Ingenico and Intel have partnered to build mobile payment capabilities into a wide array of connected devices for the Internet of Things (IoT) — including intelligent vending machines, kiosks and digital signage, the companies announced at the Transact conference last week.

Under the deal, Ingenico will provide the payment acceptance capabilities, based on its long experience with point-of-sale devices. Intel’s contributions will be CPU technology, along with the Intel Data Protection Technology for Transactions system that the chipmaker unveiled last fall. That platform, formerly code-named “Baker Beach,” secures transaction data with a combination of encryption, POS device management and the ability to control which data elements go to a merchant’s own systems and what gets sent to a card processor.

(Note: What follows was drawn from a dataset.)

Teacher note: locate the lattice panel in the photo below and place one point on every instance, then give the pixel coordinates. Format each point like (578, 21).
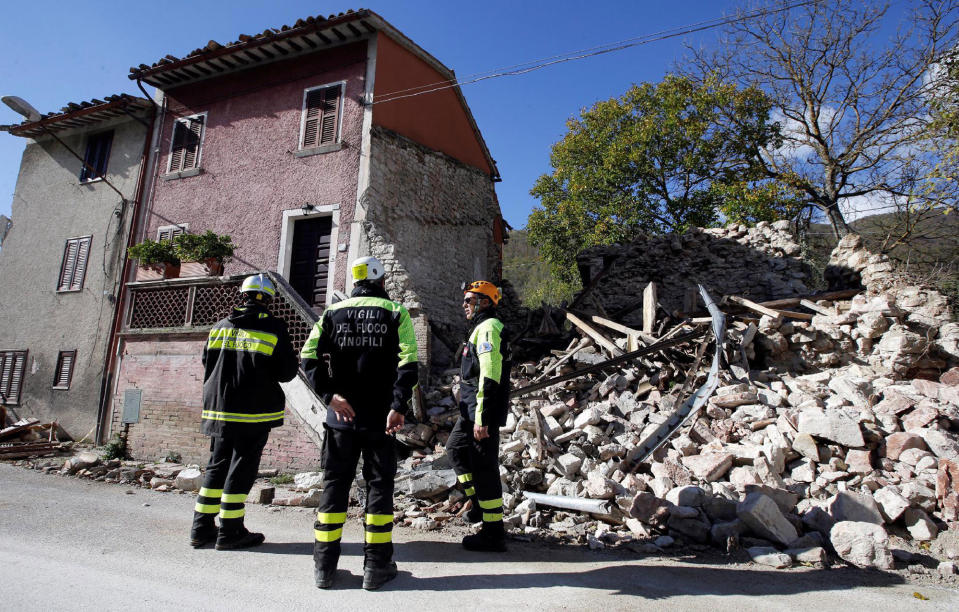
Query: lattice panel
(299, 328)
(159, 307)
(214, 303)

The companies didn’t lay out a timeline for when things like payment-powered digital signs and vending machines will show up. But the first planned product is a mobile tablet that uses the Intel Atom processor and supports EMV and NFC payments.

“This is a great example of how innovation can simplify the purchasing experience and further enhance the merchant-consumer relationship,” Ingenico CEO Philippe Lazare said in a prepared statement. “Bringing secure payment into connected devices will root our payment acceptance expertise in the Internet of Things.”

How that will translate from buzzwords to actual payment-accepting devices isn’t clear. Right now, Intel’s transaction-protection technology detects rogue payment devices on a network by checking device IDs and serial numbers against an approved list. That means it should work with payment devices from any vendor, although Ingenico could have an inside track for using Intel’s platform to manage support for features like tokenization to its POS devices.

And while building payment-acceptance capabilities into vending machines is hardly new, although the idea of digital signs that actually accept payments and sell items to customers could be appealing to retailers, who are the ones that will ultimately decide how much IoT they want in their stores.